[MITgcm-devel] Re: [MITgcm-support] bug in exch2?
Chris Hill
cnh at mit.edu
Mon Jul 16 19:32:22 EDT 2007
OK since they are zero'd before it does sound like an MDS prob. Will try
and look, but I am in meeting in UK at moment.
Chris
Martin Losch wrote:
> Hi Chris,
> these are lines 1625-1627 of exch2_send_rl2.f:
> 1625 val1=sa1*array1(isl,jsl,ktl)
> 1626 & +sa2*array2(isl,jsl,ktl)
> 1627 e2Bufr1_RL(iBufr1)=val1
> Exactly what you thought. What's happening is that array1 and/or array2
> are a NaN, so that val1 is then NaN and the program chrashes wehn
> e2Bufr1_RL(iBufr1) is asigned NaN.
>
> MDS: uVel and vVel are initialized to zero (including the overlaps)
> BEFORE read_pickup; in read_pickup (after read_rec_3d_rl) the overlaps
> suddenly have some nans on them; not the entire overlap, just a few
> points always for (i,j)=(12,-3),(15,0),(18,4), in each vertical layer. I
> checked that with the "hallo-debugger". I use s1800_17x51, so that
> sNx=17, sNy=51.
>
> This tells me, that somewhere underneath the read_rec_3d_rl layer, the
> overlaps are re-initialised to NaN, right? I would think that this is an
> MDS issue, isn't it?
>
> BTW, the first CPU (with STDOUT.0000) does not have nans in it, and I am
> using useSingleCPUio=.true. When I unset this flag, the run does not
> even get past reading the pickups in a reasonable time (1h).
>
> Martin
>
>
>
> On 13 Jul 2007, at 18:06, chris hill wrote:
>
>> Hi Martin/JM,
>>
>> In principle the
>>
>> arr(*) -> arr(1-olx:sNx+olx,.....)
>>
>> should be fine. It is not obvious to me that there is an mds problem.

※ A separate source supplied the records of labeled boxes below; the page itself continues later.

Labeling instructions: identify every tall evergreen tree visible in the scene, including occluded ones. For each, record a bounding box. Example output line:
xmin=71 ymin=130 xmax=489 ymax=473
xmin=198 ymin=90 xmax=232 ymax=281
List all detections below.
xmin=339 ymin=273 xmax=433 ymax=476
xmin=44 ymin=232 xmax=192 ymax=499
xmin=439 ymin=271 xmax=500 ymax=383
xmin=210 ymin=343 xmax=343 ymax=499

>> It would be legitimate for the overlaps to have NaN, if they are
>> uninitialized.
>>
>> Can you send the fortran line at
>>
>> exch2_send_rl2 ELN=1627
>>
>> it could be a subtle side effect of they way I have done the permute
>> op in exch2 (c=alpha*a+beta*c) and the range of indices I use in exch
>> and exch2, which means that we need to initialize better. If this is a
>> problem there is a safe fix that could be added to exch2, but it
>> wouldn't vectorize too well.
>>
>> Chris
>>
>> Martin Losch wrote:
>>> Hi Jean-Michel,
>>> thanks for answering. Just to clarify: This thread is called "bug in
>>> exch2", but as I found, the problem is not connected to any exchange
>>> routines but the reading the pickup via read_rec_3d_rl etc (but I
>>> cannot rename the thread, )-:). I have only encountered the problem
>>> on our SX8 with the cs510, with cs32 I cannot reproduce it.
>>> I can make the problem go away by making the compiler initialize
>>> everything to zero. This solution works for me, but it this
>>> satisfactory for others? What are possible candiates for problems in
>>> the calling sequence
>>> read_pickup -> read_rec_3d_rl -> mdsreadfield -> calls
>>> mds_read_fields -> mds_seg4torl
>>> ? Is there anything I can try to track down the problem? These mdsio
>>> routines are terribly hard to understand, and I don't want to do
>>> anything in there, really, but I could help identify a potential
>>> problem.
>>> Martin
>>> PS. Do the exch2_* comments refer to the other thread: "Question:
>>> boundary exchange, hrcube condfiguration"?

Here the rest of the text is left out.